The Project

Creation of a triptych piece of art “The Greatest Show on Earth” to support a virtual exhibition and competition displaying creative and innovative works completed by the 1MYAC community around the theme “How can we act for the environment?”  (August/September 2022).

“The Greatest Show on Earth” brings together two "Wildly Creative" artists from The One Million Poetry project, Anthony Lovell and Ingrid Lung, working in different mediums – endangered-wildlife poetry and pencil illustration – to creatively express the UN Sustainable Development Goal SDG 15, Life on Land.

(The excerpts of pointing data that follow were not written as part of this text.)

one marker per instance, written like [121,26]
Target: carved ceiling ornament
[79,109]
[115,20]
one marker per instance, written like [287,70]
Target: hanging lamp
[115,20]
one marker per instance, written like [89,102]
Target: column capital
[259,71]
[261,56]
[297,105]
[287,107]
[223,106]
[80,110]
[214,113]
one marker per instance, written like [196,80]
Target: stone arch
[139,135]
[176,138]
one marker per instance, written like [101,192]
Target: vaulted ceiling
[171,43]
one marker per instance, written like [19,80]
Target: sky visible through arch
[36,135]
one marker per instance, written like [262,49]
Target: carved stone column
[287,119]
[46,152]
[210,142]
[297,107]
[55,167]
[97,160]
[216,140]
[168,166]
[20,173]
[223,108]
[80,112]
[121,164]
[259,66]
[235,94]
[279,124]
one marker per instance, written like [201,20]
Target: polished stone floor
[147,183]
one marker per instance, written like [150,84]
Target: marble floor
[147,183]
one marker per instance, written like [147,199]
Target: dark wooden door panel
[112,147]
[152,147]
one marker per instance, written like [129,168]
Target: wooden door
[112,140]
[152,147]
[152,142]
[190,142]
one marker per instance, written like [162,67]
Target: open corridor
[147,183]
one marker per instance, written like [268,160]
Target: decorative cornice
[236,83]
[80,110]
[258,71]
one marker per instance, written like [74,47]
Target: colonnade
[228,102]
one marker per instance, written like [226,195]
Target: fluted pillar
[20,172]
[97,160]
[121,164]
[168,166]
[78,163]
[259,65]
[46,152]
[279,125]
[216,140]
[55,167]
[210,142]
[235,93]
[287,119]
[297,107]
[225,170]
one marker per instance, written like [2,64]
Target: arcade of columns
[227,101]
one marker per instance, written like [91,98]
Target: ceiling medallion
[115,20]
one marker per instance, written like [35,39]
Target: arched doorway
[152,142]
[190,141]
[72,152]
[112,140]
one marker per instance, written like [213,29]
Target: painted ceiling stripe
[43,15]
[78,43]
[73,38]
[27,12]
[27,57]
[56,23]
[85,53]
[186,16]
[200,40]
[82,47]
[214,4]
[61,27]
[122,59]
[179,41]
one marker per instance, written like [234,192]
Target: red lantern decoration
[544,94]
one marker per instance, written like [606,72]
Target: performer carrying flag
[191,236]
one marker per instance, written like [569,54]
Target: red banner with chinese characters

Together, they have co-created a triptych piece of art to support the ART-ivism campaign in partnership with the One Million Youth Actions Challenge (1MYAC) as Headlines Artists, Speakers and Judges.

Comprising three poems and accompanying illustrations, the triptych depicts three of “The Greatest” wild animals on land including the Elephant “The Biggest”, the Giraffe “The Tallest” and the Cheetah “The Fastest”.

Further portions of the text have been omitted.